ZeroTuning: Unlocking the Initial Token's Power to Enhance Large Language Models Without Training
Feijiang Han, Xiaodong Yu, Jianheng Tang, Delip Rao, Weihua Du, Lyle Ungar
公開日: 2025/5/16
Abstract
Token-level attention tuning, a class of training-free methods including Post-hoc Attention Steering (PASTA) and Attention Calibration (ACT), has emerged as a promising way to improve frozen LLMs with interpretable interventions. However, these methods depend on auxiliary heuristics to identify "important" task-specific tokens, which can introduce bias and limit applicability when token importance is unclear or when using optimized kernels where attention maps are inaccessible. We propose a simpler and more elegant alternative: acting only on the initial token (e.g., <BOS> in LLaMA).
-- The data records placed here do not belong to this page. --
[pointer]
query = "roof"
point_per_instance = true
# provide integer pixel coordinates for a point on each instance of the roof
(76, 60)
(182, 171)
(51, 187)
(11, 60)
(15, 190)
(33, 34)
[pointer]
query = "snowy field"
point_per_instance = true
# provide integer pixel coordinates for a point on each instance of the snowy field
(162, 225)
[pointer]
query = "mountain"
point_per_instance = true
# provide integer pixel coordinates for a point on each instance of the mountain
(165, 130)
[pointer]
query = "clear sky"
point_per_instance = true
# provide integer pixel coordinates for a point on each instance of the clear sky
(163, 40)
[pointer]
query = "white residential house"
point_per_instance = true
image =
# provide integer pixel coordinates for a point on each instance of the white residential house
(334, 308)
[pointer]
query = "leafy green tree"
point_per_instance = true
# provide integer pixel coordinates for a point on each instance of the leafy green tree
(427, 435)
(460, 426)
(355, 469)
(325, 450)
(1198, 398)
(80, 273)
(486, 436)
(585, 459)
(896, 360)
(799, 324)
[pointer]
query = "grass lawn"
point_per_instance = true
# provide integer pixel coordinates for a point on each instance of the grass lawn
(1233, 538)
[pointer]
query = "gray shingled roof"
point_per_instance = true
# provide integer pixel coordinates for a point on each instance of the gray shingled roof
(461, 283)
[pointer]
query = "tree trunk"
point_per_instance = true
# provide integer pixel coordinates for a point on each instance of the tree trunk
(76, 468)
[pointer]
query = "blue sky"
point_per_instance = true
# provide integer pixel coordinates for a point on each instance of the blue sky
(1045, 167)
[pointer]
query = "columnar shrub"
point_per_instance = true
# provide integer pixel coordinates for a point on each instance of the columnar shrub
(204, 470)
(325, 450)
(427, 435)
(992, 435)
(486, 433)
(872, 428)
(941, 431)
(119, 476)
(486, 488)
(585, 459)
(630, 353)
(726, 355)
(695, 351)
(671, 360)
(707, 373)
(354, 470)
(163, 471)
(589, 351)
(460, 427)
We show theoretically that adding lightweight biases to this token's attention logits monotonically controls the entropy of the downstream attention distribution - an effect amplified by its natural function as an attention sink. Our empirical analysis reveals that this tuning process can positively affect LLMs and better unlock their pretrained knowledge, with stronger effects in early layers and distinct scaling preferences across attention heads. Building on these insights, we introduce ZeroTuning: a training-free method that improves LLM performance by applying head-specific attention adjustments to the initial token, requiring zero parameter updates. We present two variants: a supervised mode that calibrates on validation examples, and a novel unsupervised mode that directly minimizes the model's output entropy. The method is lightweight, kernel-agnostic, and requires only four lines of modification to the standard LlamaAttention code. It achieves broad gains across 15 datasets and outperforms previous, more complex methods; for instance, with Llama-3.1-8B, it yields relative improvements of 19.9% on classification, 4.5% on question answering, and 2.1% on dialogue. ZeroTuning also works out-of-the-box with quantized inference and maintains its performance improvements with increasing context lengths.